As described in an article for Science Advances, researchers See Woo Song et al. use a method to transform 2D drawings made with an ink pen into 3D geometries. Once a figure was drawn, an ink made from polyvinyl butyral (PVB) could be applied to parts of the print they wanted to lift off of the substrate in response to water, a process referred to as surface tension–assisted transformation (STAT). To further control the process, the team developed an ink that could keep portions anchored when submerged in water. By swapping water for a monomer solution including potassium persulfate (KPS), the areas coated with PVB polymerize and are fixed in place even after removed from the solution, referred to as surface catalytically initiated radical polymerization (SCIRP).

“(A) Conceptual illustration of pen-based 4D printing. Pen-based 4D printing enables simple and intuitive 3D fabrication via 2D-to-3D transformation of 2D pen drawings. (B) Pen-based 4D printing process. A pen is used to generate a hydrophobic thin film after the ink dries. This 2D pen drawing transforms into a 3D structure via STAT when immersed in a monomer solution. The transformed 3D shape is fixed via SCIRP during a 3-min incubation period in the monomer solution. (C) STAT and SCIRP mechanisms. The type of ink applied determines whether a specific part of the structure floats or is anchored. A polymer coating layer is generated around the 3D structure of the dried ink film to strengthen its architecture. (D) Sequential view of the 2D-to-3D transformation depending on water level. The 3D structure can be further fixed by SCIRP using a monomer solution including KPS ions (right). Scale bars: 5 mm.” Photo credit: Seo Woo Song, Sumin Lee, and Junwon Kang; Seoul National University.

Altogether, the team demonstrated a method for being able to control the 3D nature of their drawings through the use of an ink for anchoring, an ink for floating, and the KPS solution for hardening the material into place. The authors propose that this approach could be scaled for mass production of 3D parts at faster speeds than traditional 3D printing. Using modified 2D printers, large batches of objects could be produced at once.

“(A) Compositions of the floating and anchoring inks. The presence or absence of surfactant determines the floating properties of the PVB film. (B) Fracture strain of the PVB film depending on the proportions of PVB and plasticizer in the ink (see also figs. S4 and S5). Error bars represent SD. (C) Pen drawing combined with an automatic printing system for precise drawing and mass production. (D) Sequential transformations at different water level heights as compared with simulated transformation results. (E and F) Scalability of pen-based 4D printing. (E) Millimeter scale (see also fig. S13). (F) Meter scale (see also fig. S14). Scale bars: 5 cm (C) and 2 cm (D).” Photo credit: Seo Woo Song and Sumin Lee, Seoul National University; Jun Kyu Choe, Ulsan National Institute of Science and Technology.

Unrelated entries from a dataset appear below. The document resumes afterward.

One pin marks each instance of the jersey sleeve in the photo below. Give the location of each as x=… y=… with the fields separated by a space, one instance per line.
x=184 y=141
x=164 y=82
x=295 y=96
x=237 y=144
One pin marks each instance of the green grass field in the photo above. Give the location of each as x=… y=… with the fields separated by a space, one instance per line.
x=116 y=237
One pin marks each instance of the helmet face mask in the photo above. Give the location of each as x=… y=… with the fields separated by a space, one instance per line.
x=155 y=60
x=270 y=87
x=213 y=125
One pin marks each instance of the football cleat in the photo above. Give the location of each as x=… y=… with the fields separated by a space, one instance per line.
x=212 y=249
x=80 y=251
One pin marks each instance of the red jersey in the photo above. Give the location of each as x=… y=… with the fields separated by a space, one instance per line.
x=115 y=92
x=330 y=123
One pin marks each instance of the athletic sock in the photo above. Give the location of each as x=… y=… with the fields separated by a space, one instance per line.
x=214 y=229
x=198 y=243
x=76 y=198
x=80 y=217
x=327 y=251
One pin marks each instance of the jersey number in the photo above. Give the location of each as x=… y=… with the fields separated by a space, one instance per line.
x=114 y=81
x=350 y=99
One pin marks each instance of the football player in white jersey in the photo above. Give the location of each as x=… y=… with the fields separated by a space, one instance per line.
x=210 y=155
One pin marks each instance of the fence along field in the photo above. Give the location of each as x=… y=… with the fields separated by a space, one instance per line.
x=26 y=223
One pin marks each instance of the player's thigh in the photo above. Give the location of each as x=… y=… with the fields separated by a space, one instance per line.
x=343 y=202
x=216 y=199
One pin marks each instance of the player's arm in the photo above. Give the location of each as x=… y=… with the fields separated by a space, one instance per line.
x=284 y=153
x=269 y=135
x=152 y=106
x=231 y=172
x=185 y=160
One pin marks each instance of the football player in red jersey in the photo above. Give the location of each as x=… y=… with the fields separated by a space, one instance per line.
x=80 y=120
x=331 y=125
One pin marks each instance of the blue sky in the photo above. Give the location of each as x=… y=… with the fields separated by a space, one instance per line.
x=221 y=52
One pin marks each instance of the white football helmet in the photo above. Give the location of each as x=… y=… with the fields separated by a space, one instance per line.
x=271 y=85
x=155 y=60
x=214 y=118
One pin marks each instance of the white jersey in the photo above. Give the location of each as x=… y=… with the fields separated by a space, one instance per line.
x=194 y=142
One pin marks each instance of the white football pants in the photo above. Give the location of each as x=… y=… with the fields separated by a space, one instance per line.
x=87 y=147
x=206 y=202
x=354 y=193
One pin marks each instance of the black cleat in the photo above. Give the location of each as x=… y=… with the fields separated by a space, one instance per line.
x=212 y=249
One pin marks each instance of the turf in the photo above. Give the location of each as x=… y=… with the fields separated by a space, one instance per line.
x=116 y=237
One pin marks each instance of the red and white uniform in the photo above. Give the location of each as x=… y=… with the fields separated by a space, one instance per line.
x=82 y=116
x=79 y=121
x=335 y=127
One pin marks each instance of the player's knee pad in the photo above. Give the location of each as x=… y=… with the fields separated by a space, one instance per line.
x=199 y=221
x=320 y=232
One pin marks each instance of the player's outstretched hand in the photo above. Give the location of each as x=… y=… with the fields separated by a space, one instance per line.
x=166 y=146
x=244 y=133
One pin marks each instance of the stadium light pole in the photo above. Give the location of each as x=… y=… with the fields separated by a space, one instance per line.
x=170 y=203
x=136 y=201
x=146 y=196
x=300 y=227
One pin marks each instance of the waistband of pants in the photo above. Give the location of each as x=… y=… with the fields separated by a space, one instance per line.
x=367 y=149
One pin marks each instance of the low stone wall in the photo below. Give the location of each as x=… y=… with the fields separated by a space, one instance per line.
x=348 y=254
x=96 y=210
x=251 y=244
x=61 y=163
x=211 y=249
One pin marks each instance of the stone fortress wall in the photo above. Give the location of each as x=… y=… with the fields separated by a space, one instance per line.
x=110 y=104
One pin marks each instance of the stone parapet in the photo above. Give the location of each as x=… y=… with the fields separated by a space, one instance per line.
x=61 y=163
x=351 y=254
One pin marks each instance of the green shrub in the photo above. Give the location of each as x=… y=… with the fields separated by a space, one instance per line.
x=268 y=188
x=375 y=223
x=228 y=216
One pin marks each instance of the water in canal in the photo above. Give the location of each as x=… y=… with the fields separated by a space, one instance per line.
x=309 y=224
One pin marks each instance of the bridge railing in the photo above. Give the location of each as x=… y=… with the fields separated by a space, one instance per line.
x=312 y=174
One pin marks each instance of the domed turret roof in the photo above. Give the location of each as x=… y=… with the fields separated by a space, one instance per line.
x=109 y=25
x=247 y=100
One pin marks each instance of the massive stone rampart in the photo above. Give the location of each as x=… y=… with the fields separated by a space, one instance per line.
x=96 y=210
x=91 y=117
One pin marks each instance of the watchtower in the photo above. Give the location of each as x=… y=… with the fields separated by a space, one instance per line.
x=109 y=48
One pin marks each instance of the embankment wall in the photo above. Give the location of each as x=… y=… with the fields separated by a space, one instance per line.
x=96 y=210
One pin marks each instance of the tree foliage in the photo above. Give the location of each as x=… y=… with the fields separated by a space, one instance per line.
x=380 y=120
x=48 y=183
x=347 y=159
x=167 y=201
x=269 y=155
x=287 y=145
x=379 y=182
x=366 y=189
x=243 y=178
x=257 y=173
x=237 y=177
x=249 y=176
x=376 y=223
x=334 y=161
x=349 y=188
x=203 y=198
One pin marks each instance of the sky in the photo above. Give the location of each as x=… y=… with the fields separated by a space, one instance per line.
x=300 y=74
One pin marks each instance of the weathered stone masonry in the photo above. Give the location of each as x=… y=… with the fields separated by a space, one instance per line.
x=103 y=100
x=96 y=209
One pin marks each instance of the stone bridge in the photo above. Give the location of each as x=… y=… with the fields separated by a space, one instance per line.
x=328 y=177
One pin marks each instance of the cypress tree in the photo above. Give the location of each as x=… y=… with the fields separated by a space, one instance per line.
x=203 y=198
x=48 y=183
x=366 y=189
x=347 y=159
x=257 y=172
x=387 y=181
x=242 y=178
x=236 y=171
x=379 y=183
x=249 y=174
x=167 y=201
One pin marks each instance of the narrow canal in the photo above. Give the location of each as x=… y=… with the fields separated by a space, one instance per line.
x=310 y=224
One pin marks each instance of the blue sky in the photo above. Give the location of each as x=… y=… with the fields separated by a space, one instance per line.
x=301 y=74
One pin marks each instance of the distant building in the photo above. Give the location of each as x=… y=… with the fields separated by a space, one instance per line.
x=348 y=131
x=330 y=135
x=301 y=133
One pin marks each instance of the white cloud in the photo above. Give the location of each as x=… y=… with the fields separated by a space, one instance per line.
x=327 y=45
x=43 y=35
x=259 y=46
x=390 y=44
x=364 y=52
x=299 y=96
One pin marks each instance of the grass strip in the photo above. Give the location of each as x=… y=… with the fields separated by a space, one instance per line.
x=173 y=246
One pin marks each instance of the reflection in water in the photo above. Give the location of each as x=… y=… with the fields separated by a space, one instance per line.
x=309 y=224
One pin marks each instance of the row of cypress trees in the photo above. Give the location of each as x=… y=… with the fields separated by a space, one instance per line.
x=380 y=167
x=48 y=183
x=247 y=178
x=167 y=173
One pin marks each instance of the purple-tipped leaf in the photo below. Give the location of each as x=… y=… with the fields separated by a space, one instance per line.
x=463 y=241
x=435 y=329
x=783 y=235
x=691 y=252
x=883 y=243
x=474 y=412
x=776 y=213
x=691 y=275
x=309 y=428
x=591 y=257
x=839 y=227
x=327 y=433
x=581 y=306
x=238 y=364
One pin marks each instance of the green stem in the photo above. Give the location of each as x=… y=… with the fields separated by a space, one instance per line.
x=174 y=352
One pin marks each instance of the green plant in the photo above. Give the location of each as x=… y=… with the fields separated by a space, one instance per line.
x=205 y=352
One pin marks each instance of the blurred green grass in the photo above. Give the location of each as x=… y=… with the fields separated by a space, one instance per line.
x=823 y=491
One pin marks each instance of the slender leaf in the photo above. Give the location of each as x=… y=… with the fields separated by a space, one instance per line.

To showcase the possibilities, the researchers used a pen plotter, Axidraw, to automatically create 3D objects with high reproducibility and accuracy. Because the drawn objects became 3D in response to environmental variables, the process could be considered a type of 4D printing. The process applied to a variety of substrates, including glass, plastic, poly (dimethyl siloxane) PDMS, stone and leaf. This was also expanded to a roll-to-roll process, demonstrating mass production of 3D geometries on a thin, flexible polyvinyl chloride substrate. The researchers believe that the technique could overcome some disadvantages of 3D printing, producing on-site in difficult locations and modifying printed objects on the fly. Using magnetic materials, they were also able to test a magnetically actuated soft robotics design.

“(A) Pen-based 4D printing on various substrates. A pen-based approach allows the fabrication of 3D structures even on curved surfaces. (B) Demonstration of an “impossible bottle” construction. Drawing on the flexible PDMS film enables on-site reconfiguration of a 3D architecture inside a narrow space that would be inaccessible to conventional 3D printers. (C) R2R pen-based 4D printing for rapid prototyping and mass production. Quantitative analysis of the products made by R2R fabrication is presented in fig. S24. Scale bars: 2 cm.” Photo credit: Seo Woo Song and Sumin Lee, Seoul National University.

At the same time, the team also demonstrated a possibility for a very intuitive, simple method for 3D printing. On the one hand, one could imagine a new range of Crayola products released on the market for kids to experiment with sculpting. Or we could see researchers quickly iterating designs using a variety of inks and solutions before sculpting the models in CAD and then fabricating them with a 3D printer for a more refined prototype.